Strona główna » artykuły » wydarzenia » Basia Knappik - Świąteczny koncert Tomka Szweda 2008
 

Poniżej artykuł autorstwa Basi Knappik. Gdy się to czyta to aż żal że tam nie byłem. Dla tych co byli będzie na pewno przypomnieniem tych chwil spędzonych na słuchaniu tych magicznych utworów

 

 

 

KONCERT ŚWIĄTECZNY TOMKA SZWEDA 2008

 

I słowo stało się ciałem.

Spełniło się moje pragnienie. Mój "pierwszy raz" z Tomaszem Szwedem ;) 20. grudnia 2008 r. w Domu Kultury Ochota na koncercie wieńczącym 30-lecie Jego wędrówek po ludzkich życiorysach.

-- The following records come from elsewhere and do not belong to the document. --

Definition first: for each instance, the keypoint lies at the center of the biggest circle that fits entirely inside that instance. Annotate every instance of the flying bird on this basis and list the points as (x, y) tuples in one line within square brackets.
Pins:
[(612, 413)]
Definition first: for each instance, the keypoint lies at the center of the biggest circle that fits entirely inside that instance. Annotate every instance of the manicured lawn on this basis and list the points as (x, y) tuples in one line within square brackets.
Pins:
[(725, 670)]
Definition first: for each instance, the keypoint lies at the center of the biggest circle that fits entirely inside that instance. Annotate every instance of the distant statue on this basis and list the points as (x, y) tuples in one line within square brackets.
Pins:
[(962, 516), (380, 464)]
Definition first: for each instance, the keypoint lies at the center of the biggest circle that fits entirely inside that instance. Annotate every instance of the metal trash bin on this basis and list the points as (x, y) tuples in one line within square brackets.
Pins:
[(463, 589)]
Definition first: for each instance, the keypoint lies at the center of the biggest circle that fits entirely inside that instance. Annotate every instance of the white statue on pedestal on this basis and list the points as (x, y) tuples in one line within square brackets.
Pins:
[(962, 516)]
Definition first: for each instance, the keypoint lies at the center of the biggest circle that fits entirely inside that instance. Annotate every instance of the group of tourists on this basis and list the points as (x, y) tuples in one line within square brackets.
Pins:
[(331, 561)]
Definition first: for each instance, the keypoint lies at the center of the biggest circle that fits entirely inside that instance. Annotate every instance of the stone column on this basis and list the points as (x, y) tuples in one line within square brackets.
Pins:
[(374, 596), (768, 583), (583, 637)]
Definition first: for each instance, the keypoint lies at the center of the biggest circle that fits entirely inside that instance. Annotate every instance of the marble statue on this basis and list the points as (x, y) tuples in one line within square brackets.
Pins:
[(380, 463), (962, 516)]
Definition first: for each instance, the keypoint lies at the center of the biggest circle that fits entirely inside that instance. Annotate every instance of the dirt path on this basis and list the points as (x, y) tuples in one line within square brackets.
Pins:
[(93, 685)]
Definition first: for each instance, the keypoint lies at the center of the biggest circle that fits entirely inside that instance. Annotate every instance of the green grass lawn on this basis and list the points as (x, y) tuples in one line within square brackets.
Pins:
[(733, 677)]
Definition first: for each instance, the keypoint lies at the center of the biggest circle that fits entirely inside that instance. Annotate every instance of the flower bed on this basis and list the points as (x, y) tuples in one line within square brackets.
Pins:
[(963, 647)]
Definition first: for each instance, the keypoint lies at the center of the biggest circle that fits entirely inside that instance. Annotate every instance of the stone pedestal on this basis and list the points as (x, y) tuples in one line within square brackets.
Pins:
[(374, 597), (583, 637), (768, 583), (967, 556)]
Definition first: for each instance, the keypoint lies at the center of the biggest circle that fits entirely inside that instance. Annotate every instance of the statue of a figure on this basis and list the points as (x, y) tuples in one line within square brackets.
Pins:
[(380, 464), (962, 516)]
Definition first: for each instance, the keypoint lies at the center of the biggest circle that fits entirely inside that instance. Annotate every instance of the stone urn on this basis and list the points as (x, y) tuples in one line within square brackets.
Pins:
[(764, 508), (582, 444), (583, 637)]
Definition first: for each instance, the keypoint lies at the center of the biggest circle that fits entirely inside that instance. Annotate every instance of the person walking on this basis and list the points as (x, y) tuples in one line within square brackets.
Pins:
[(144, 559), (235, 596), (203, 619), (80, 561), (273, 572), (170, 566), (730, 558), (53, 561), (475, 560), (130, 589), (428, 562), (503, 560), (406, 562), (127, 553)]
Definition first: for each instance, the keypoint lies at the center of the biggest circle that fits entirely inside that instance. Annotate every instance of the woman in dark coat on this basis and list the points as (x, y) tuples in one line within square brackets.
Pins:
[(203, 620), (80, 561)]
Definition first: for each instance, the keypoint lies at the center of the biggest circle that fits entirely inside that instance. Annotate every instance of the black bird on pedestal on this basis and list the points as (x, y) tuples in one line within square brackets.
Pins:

Przez lata oglądałam Go jedynie w okienku telewizora, zawsze z niecierpliwością oczekując tego spotkania. Darzę Szweda ogromną sympatią i szacunkiem. :) Obiecywałam sobie, że będę robić notatki, aby w pełni oddać treść tego, co będzie się działo (szczególnie, że niestety nie znam tak dobrze całej twórczości naszego barda, ale będę nad tym usilnie pracować... a może ktoś z Was mi w tym pomoże?). Ale... obiecanki-cacanki. Byłam tak zaaferowana, że bezwiednie poddałam się rytmowi tego "spektaklu", zapominając o przyrzeczeniu. A zatem wybaczcie niewielki chaos i moją nieudolność w "zeznaniach".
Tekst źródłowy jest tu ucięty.